Martin Vander Weyer Martin Vander Weyer

Fudging Ireland’s border issue can only mean Troubles ahead

Also in AOB: The great billionaire giveaway and the foxiness of Sir Richard Branson

issue 05 August 2017

The question of what kind of border after Brexit will exist between Northern Ireland and the Republic will, I predict, become a very thorny one indeed as negotiations crawl into the autumn. Talk of ‘putting the border in the Irish Sea’ — somehow leaving the north inside the EU for customs and immigration purposes, but cut off from European funding — was a red herring that provoked DUP tantrums, but more significant was the weekend outburst from Taoiseach Leo Varadkar. As far as his government is concerned ‘there shouldn’t be an economic border… and we’re not going to help [the British] design some sort of border that we don’t believe should exist in the first place.’

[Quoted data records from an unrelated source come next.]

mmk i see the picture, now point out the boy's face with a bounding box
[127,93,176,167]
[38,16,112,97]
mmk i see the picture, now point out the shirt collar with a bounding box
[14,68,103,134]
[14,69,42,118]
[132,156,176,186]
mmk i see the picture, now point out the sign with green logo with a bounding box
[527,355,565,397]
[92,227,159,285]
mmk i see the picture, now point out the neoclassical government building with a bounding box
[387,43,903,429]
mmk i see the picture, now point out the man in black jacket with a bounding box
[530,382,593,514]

Behind this is Irish irritation at glib remarks about the border by British ministers — so far entirely failing to address the problem that two countries not in a customs union must obviously have a customs boundary between them. Vague talk of number plate recognition, surveillance cameras and digital tracking at an open crossing is regarded not only as highly unlikely to prove effective but as a positive encouragement to renewed IRA mischief.

Secondly, Ireland stands to lose by far the most of any EU country from Brexit, since the UK buys 50 per cent of all Irish exports, and its political class feels justified in fighting accordingly — especially at a time when the Irish economy is otherwise motoring along nicely. It was even more enraged by Theresa May’s kowtowing to the DUP to keep herself in power. All this leads to the most significant aspect of the border issue, which is that it threatens to fuel a revival of Irish nationalism. As the Troubles in the north fade into memory, a self-confident younger generation, including the likes of Varadkar and his foreign affairs and trade minister Simon Coveney, no longer feel the reticence of their predecessors about expressing the aspiration of a united Ireland.